Preparation of Matrigel
Matrigel was extracted from EHS tumors according to the method described previously by Kleinman et al. (18, 19). All the extraction procedures were performed at 4 C. Briefly, tumors were washed, homogenized in 3.4 M NaCl, 0.05 M Tris-HCl, 0.004 M EDTA buffer, pH 7.4, containing 0.002 M N-ethylmaleimide and then centrifuged (15 min, 12000 x g) three times. The pellets were washed overnight in 2 M urea, 0.05 M Tris-HCl, 0.15 M NaCl buffer, pH 7.4, and centrifuged twice (20 min, 24000 x g). The supernatants were pooled and dialyzed against 0.15 M NaCl, 0.05 M Tris-HCl buffer, pH 7.4, containing chloroform (0.5%) for sterilization, for 2 h. Supernatants were dialyzed against Tris-NaCl buffer twice more and a last dialysis step was performed against culture medium. The Matrigel was then aliquoted and stored at -20 C.

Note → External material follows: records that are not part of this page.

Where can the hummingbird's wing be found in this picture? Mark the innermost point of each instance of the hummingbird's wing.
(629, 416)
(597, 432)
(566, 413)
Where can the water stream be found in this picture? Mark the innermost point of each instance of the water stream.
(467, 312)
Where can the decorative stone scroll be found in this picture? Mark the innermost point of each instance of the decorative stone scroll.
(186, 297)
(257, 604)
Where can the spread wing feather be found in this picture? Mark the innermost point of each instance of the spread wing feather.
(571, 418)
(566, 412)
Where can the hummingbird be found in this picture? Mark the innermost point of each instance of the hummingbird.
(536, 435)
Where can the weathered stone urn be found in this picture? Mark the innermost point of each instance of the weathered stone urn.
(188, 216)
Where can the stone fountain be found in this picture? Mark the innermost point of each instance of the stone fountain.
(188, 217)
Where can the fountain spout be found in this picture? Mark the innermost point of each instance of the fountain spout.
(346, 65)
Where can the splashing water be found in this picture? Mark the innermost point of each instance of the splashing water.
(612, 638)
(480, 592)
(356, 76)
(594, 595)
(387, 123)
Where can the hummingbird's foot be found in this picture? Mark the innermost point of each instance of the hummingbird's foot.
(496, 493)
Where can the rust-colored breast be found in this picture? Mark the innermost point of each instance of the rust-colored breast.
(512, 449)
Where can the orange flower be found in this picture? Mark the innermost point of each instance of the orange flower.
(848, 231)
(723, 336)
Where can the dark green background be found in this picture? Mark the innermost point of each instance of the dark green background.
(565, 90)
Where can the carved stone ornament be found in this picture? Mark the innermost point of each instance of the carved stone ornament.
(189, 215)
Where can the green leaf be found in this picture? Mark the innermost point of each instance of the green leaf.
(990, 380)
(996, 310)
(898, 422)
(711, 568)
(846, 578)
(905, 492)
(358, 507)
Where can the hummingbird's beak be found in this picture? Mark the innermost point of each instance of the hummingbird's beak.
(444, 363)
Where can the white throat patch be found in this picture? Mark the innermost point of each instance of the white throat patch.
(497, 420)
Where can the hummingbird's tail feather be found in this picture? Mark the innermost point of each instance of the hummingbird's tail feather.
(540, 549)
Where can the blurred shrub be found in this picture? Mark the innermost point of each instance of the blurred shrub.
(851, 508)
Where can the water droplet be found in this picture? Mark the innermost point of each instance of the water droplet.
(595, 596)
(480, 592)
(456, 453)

Isolation of residual bodies
Residual bodies were isolated from crude germ cell suspensions prepared from adult rat testes according to methods previously described by Meistrich et al. (20) and Pineau et al. (21), combining a mechanical and enzymatical dissociation of testicular tissues and centrifugal elutriation. Centrifugal elutriation yields high enrichment of the residual body fraction (around 80–85%), the major contaminants observed being early spermatids (5–10%), late spermatids and sperm heads (10–15%).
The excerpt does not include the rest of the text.